Progressives are growing frustrated over a perceived lack of effort by Senate Democrats to keep President Donald Trump's pick for the Supreme Court, Brett Kavanaugh, from being confirmed, according to The Hill.
"I think there's been broad concern that Democrats haven't been as united and as crystal clear as they need to be," Neil Sroka, a spokesman for Democracy for America, told The Hill. "It's pretty concerning that we haven't gotten . . . unanimity from the caucus."
Kavanaugh is set to meet with three Democratic Senators next week, including Heidi Heitkamp, D-N.D., Claire McCaskill, D-Mo., and Joe Donnelly D-Ind., and has already sat down with Sen. Joe Manchin, D-W.Va.
Senate Democrats cannot block Kavanaugh's confirmation on their own with only 49 members, and too many Democrats have 'decided out of the gate that this was an unwinnable fight," Brian Fallon, the executive director of Demand Justice, a leading anti-Kavanaugh group, told The Washington Post last week.
Confirmation hearings before the Judiciary Committee begin the first week in September, with 49 of the 51 Republican senators expressing their full support or likely backing of the judge. Manchin, Donnelly, and Heitkamp are three centrist Democrats who backed Trump's first Supreme Court pick Neil Gorsuch.
Still, activists want a full-scale attack launched against Kavanaugh's confirmation.

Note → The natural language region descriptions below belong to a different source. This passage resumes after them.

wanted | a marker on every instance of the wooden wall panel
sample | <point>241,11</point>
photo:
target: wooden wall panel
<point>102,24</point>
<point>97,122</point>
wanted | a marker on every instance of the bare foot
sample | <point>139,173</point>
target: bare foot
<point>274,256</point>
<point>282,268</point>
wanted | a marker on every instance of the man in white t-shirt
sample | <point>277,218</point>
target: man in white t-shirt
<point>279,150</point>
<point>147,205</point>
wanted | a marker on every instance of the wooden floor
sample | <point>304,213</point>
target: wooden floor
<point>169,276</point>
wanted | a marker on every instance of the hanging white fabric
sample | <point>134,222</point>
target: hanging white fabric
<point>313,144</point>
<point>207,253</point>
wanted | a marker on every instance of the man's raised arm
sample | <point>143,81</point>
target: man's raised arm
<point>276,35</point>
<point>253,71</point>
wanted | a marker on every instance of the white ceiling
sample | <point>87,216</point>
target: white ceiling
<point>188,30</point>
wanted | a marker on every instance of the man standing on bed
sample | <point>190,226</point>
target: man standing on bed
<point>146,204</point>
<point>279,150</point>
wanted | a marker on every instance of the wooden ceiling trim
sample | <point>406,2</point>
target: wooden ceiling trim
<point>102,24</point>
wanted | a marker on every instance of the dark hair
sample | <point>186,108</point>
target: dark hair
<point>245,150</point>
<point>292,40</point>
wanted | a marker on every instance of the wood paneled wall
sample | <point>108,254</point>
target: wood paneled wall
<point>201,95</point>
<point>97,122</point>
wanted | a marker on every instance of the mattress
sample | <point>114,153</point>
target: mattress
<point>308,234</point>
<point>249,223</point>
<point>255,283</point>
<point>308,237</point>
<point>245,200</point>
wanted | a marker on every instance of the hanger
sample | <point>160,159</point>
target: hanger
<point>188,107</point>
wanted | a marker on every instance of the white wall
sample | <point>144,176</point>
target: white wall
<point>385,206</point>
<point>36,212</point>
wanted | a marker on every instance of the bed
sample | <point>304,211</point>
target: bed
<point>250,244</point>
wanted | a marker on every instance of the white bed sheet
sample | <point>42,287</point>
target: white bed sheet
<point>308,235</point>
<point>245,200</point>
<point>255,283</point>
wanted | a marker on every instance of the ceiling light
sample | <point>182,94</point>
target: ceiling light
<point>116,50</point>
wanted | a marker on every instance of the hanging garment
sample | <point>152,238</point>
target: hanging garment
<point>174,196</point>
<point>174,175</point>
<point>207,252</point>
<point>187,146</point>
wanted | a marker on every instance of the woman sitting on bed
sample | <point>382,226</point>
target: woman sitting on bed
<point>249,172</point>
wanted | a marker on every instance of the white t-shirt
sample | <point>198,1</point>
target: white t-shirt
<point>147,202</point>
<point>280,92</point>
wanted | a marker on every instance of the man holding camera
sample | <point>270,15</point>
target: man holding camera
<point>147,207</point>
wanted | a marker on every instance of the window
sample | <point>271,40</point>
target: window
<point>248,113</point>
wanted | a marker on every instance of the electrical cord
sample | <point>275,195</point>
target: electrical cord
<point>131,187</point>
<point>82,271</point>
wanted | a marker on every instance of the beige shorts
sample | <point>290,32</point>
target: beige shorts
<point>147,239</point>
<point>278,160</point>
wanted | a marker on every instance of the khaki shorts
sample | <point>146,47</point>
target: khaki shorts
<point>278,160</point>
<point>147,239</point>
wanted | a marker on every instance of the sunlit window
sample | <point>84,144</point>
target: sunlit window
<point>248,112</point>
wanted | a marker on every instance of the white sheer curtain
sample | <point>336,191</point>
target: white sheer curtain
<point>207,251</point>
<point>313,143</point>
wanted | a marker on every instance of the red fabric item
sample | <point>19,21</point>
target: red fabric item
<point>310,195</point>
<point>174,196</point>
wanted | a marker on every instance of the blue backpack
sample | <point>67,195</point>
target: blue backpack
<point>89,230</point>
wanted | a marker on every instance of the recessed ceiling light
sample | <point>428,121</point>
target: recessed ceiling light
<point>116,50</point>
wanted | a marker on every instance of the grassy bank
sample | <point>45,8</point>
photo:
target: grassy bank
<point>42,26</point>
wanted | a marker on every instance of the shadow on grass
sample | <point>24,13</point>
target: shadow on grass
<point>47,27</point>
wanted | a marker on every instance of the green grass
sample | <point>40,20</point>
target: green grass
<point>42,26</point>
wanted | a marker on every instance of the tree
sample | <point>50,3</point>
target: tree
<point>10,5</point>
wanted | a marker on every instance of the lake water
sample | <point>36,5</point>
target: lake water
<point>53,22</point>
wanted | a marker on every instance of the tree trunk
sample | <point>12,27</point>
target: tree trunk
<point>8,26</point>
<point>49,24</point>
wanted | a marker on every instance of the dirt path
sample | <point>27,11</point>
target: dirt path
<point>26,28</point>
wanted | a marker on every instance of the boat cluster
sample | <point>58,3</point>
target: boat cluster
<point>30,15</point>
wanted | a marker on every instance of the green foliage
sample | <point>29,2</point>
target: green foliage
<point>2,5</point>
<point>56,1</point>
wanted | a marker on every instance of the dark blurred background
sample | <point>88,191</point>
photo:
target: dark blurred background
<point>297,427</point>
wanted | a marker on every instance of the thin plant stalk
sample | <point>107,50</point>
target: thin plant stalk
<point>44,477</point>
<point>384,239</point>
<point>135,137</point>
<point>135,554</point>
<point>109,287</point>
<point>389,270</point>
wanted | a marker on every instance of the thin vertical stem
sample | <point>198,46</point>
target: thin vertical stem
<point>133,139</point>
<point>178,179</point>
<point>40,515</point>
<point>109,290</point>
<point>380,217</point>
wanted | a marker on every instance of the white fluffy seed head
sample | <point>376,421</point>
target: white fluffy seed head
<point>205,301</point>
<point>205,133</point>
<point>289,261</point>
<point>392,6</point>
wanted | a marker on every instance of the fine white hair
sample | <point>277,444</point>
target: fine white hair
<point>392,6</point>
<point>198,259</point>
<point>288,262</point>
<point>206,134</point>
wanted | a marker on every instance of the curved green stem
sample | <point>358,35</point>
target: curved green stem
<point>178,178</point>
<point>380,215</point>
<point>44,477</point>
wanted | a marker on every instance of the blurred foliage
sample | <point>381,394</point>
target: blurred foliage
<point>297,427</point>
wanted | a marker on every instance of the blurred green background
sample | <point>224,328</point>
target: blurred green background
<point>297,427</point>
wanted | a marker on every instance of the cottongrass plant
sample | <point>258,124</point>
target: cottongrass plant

"Senate Democrats need to be doing every single thing that they can to ring the alarm bells," said Heidi Hess, the co-director of Credo Action. "I think that Democrats on the Senate Judiciary [Committee] should be thinking right now about how they are going to push and expose and, if necessary, gum up the works procedurally in order to slow down this down."
Elizabeth Beavers, policy director for the liberal Indivisible Project, told The Hill her group expected Democrats to "come out swinging and to be in opposition . . . and on that front, we've been a little disappointed so far."